# [SOLVED] Problems with VideoCam Suite 2.0



## Kisk (Feb 20, 2010)

I couldn't find the proper board to put this in, but seeing as how it's related to my digital camcorder software, I figure this place is where my question should be.

Anyways, I have a Panasonic SDR-S26 camcorder which came with VideoCam Suite 2.0. It worked fine to burn a DVD of what I recorded the day I actually got the camera. I recorded some videos today, and wish to put them on a DVD.

It goes through it's regular process, but right at the end of the burning an error comes up exactly like this:

"Harware error has been occurred while burning or recording. Please make sure the device or disc. (code: 119-E-1)Details(0): (0x8780000a)." 

I've already tried 2 DVDs and it didn't work. I thought it might be related to how much stuff I put on the DVD (there was originally 4.29 gb I wanted to put on, and the DVD had free space for 4.37 gb), so I removed two videos and it lowered it down to 3.98 gb. Still the same error came up. 

To make matters worse, Panasonic's tech support site that was given in the manual is undergoing maintenance right now. 

I tried a google search, but all that came up that was similar to what I'm describing was in Spanish, and Google Translate didn't exactly help much in that respect. 

Any and all help is appreciated.

Update: Well, seems my stubbornness has paid off. I decided to try one more time, but this time I unplugged the camcorder from the computer (remembering that the first time I burned a DVD, I had it unplugged). And it worked perfectly. 

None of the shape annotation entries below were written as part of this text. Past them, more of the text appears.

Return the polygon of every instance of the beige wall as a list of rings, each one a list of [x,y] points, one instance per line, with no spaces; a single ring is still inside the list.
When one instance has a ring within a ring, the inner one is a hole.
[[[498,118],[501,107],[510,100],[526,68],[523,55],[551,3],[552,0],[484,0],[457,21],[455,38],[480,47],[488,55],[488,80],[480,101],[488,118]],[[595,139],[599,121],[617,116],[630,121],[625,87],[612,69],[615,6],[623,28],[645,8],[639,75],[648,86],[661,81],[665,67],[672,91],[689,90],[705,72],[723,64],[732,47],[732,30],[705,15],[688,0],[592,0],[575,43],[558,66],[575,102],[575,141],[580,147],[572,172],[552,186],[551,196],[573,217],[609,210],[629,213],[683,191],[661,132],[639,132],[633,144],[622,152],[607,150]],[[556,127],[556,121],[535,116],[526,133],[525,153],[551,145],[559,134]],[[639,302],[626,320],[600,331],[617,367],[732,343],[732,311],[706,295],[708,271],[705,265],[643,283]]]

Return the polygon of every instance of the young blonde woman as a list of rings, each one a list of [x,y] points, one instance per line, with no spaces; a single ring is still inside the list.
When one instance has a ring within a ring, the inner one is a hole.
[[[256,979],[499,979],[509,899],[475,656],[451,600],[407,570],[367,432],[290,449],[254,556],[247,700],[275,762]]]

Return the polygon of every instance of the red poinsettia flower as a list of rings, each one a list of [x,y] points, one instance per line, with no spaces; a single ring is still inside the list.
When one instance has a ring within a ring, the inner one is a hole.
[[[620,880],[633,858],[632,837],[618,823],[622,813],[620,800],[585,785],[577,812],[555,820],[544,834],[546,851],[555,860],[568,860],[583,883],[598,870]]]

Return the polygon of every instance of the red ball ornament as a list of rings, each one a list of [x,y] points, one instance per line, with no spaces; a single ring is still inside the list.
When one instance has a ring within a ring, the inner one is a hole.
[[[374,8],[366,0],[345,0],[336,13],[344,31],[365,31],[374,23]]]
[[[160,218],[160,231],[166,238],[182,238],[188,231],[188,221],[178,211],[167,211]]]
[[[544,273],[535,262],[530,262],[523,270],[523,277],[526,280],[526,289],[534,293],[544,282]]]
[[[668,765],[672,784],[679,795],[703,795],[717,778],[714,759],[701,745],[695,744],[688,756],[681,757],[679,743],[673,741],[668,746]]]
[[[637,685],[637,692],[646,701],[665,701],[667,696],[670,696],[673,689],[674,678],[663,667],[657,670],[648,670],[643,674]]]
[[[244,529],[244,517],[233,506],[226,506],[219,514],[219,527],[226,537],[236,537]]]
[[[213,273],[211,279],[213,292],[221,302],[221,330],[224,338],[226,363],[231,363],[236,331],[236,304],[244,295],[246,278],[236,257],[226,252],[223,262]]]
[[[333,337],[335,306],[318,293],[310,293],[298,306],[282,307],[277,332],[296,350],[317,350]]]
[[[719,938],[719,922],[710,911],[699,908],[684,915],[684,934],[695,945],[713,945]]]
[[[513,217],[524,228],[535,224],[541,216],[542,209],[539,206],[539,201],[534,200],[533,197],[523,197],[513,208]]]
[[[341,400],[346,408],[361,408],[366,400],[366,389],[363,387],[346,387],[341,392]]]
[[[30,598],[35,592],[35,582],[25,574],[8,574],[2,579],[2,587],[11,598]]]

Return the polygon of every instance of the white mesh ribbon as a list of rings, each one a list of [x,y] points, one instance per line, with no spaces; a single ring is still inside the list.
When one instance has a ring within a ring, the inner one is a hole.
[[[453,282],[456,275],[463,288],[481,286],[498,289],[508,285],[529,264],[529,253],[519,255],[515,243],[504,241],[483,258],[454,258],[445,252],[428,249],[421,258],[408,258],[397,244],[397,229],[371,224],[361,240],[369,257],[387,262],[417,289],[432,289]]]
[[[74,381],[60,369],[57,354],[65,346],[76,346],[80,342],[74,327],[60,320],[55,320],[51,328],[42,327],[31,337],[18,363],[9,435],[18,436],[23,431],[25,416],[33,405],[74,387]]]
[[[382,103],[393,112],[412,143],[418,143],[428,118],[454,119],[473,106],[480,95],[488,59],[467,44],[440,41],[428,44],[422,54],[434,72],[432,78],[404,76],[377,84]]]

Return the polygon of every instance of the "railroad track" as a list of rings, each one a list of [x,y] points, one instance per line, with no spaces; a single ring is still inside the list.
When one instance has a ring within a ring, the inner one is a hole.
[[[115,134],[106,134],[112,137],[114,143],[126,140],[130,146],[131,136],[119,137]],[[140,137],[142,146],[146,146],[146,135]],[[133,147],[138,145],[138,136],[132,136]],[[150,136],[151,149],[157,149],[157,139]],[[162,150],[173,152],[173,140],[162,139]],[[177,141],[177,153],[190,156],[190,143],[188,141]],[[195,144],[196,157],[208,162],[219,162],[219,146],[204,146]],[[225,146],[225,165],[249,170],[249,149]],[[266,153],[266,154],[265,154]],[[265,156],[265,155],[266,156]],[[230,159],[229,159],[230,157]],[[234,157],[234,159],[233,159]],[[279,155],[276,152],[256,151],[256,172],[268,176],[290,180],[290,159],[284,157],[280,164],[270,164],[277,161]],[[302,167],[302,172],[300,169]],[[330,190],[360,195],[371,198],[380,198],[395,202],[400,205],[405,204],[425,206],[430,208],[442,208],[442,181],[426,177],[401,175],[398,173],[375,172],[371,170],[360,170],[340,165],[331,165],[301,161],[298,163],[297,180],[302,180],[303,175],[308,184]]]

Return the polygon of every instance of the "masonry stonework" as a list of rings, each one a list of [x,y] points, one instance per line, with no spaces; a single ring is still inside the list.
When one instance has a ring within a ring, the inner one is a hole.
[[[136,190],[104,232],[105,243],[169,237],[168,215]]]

Any mods or admins who read this, feel free to do as you wish with the thread. (If you archive it, or delete it, etc.)


----------



## nbala74 (Mar 26, 2010)

i am also facing exactly the same problem. but in my case disconnecting the camcorder did not work. still facing the same problem. tried changing the DVD still problem remains. can anyone pl help. (my model is SDR-H80 and i too use Videocam Suite 2.0)


----------



## Nummer3 (Jul 29, 2010)

I have also the same problem and the camcorder is not plugged in...


----------



## MSW1 (Jan 6, 2011)

I also have used the VideoCam Suite to record DVDs prior without error, now I get the error after a 2 disk try and the camcorder is not plugged in. Any new insight?


----------



## Go The Power (Mar 5, 2007)

MSW1, please start your own thread. Thank you.


----------